Melacak Historiografi Ulama Perempuan
Kajian tentang “ulama perempuan” dalam sejarah masih sangat langka, bukan hanya untuk di Indonesia, tetapi juga di wilayah Muslim lainnya. Meski kajian tentang perempuan dan gender terus menemukan momentumnya, namun perhatian hampir tidak pernah diberikan kepada sejarah sosial intelektual ulama perempuan. Asumsi awal yang digenggam banyak peneliti dan sarjana adalah bahwa hal itu merupakan salah satu bukti tentang tidak signifikannya perempuan dalam keulamaan atau bahkan dunia keilmuan umumnya.
Kajian awal Azra tentang ulama perempuan di Timur Tengah mengindikasikan tentang terbatasnya peran ulama perempuan. Bahkan dapat dikatakan, sejarah ulama perempuan itu tidak pernah ada. Sudah maklum bahwa ulama perempuan tidak mendapatkan tempat yang sewajarnya dalam sumber-sumber sejarah historiografi Islam padahal terdapat cukup banyak ulama perempuan yang mempunyai peran-peran penting dalam keulamaan dan keilmuan Islam, sejak hadith, fiqh, sampai tasawwuf. Juga terdapat peran-peran krusial dalam pembentukan dan pengembangan lembaga-lembaga pendidikan Islam, seperti madrasah, ribat dll.
Harus diakui, salah satu kesulitan besar dalam upaya merekonstruksi dan menulis
sejarah sosial-intelektual ulama perempuan Indonesia adalah langkanya sumber-sumber tertulis tentang mereka.

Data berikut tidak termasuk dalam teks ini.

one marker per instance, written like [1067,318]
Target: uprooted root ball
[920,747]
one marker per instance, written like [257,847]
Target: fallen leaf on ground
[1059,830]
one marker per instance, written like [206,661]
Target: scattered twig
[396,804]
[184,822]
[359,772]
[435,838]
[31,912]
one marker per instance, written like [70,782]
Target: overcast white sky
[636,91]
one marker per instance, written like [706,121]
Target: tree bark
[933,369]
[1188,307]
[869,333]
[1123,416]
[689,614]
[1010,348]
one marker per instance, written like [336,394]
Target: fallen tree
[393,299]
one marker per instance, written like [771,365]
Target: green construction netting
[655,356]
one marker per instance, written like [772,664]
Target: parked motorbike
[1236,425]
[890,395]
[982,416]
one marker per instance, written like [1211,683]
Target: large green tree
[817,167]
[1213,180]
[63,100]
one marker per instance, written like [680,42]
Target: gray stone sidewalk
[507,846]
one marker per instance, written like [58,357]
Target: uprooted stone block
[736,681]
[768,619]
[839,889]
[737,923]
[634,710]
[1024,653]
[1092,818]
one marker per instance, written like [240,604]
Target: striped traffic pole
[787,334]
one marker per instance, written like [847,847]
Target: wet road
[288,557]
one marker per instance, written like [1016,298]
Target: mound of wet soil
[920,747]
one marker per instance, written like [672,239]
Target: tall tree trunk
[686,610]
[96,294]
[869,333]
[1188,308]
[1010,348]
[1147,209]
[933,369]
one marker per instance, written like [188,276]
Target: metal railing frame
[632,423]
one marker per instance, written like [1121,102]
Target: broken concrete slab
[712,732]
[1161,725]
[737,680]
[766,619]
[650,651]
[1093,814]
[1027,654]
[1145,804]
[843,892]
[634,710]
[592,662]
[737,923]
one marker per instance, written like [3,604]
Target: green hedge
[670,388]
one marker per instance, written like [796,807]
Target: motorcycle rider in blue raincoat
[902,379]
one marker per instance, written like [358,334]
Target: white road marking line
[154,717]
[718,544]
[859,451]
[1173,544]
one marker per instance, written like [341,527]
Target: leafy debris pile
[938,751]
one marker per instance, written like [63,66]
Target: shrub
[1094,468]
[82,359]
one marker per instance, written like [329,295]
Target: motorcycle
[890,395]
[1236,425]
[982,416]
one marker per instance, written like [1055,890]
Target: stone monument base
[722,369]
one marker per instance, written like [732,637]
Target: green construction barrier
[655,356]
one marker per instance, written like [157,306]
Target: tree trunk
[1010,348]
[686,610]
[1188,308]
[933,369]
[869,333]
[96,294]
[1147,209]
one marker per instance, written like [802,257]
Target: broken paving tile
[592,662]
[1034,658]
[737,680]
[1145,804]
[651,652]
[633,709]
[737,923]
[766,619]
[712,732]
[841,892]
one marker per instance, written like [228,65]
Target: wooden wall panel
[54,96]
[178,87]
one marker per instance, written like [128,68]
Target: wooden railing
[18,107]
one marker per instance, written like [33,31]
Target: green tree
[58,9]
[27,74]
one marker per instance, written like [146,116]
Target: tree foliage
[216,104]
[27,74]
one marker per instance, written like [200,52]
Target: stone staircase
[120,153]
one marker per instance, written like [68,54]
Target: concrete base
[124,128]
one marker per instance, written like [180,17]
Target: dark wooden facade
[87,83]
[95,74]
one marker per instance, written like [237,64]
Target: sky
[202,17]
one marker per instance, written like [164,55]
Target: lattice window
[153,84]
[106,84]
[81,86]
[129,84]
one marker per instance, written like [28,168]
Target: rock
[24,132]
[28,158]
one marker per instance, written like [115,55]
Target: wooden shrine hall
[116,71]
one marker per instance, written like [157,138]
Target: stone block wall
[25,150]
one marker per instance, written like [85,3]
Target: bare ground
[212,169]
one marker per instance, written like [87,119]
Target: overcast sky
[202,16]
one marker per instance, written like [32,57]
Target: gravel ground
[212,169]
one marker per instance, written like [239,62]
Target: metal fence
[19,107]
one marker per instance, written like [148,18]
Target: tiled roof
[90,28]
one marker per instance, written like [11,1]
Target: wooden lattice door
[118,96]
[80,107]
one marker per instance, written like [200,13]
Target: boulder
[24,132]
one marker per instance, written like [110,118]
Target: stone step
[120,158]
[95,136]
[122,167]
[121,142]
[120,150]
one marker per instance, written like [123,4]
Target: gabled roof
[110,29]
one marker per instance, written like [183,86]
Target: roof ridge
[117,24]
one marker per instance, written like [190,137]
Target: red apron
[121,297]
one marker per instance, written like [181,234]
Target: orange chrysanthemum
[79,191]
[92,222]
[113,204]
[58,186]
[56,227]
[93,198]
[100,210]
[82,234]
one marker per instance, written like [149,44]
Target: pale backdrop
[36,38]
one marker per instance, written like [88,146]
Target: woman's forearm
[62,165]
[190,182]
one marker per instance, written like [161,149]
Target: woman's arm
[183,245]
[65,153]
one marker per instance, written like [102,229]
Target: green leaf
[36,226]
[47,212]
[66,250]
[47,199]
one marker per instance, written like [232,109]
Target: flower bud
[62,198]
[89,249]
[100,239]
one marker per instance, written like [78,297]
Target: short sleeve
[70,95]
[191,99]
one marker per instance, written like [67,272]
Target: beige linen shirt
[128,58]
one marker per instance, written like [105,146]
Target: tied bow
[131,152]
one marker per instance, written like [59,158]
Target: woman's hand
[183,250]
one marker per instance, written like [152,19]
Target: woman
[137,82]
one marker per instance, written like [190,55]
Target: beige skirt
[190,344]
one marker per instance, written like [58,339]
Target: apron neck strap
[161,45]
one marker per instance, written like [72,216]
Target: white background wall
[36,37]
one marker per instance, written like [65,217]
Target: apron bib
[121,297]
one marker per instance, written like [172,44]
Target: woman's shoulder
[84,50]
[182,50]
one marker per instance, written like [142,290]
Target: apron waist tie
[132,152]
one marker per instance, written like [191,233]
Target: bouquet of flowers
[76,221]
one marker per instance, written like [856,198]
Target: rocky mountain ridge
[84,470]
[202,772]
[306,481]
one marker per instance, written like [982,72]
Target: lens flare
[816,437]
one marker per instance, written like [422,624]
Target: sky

Dalam historiografi Islam Indonesia tidak tersedia genre literature yang di Timur Tengah dikenal sebagai tarajim (sing. tarjamah atau lengkapnya tarjamah al- hayat). Dalam istilah historiografi di Barat, tarajim dikenal sebagai biographical dictionaries, kamus biografi.
Dan sebagaimana disimpulkan Petry yang dikutip oleh Azra bahwa genre tarajim merupakan fenomena yang indegious bagi masyarakat terpelajar Muslim. Kitab tarajim di Timur Tengah lazimnya disusun berdasarkan lapisan, angkatan atau generasi dalam kurun tertentu atau berdasarkan pengelompokan dalam bidang keahliannya atau profesi tertentu.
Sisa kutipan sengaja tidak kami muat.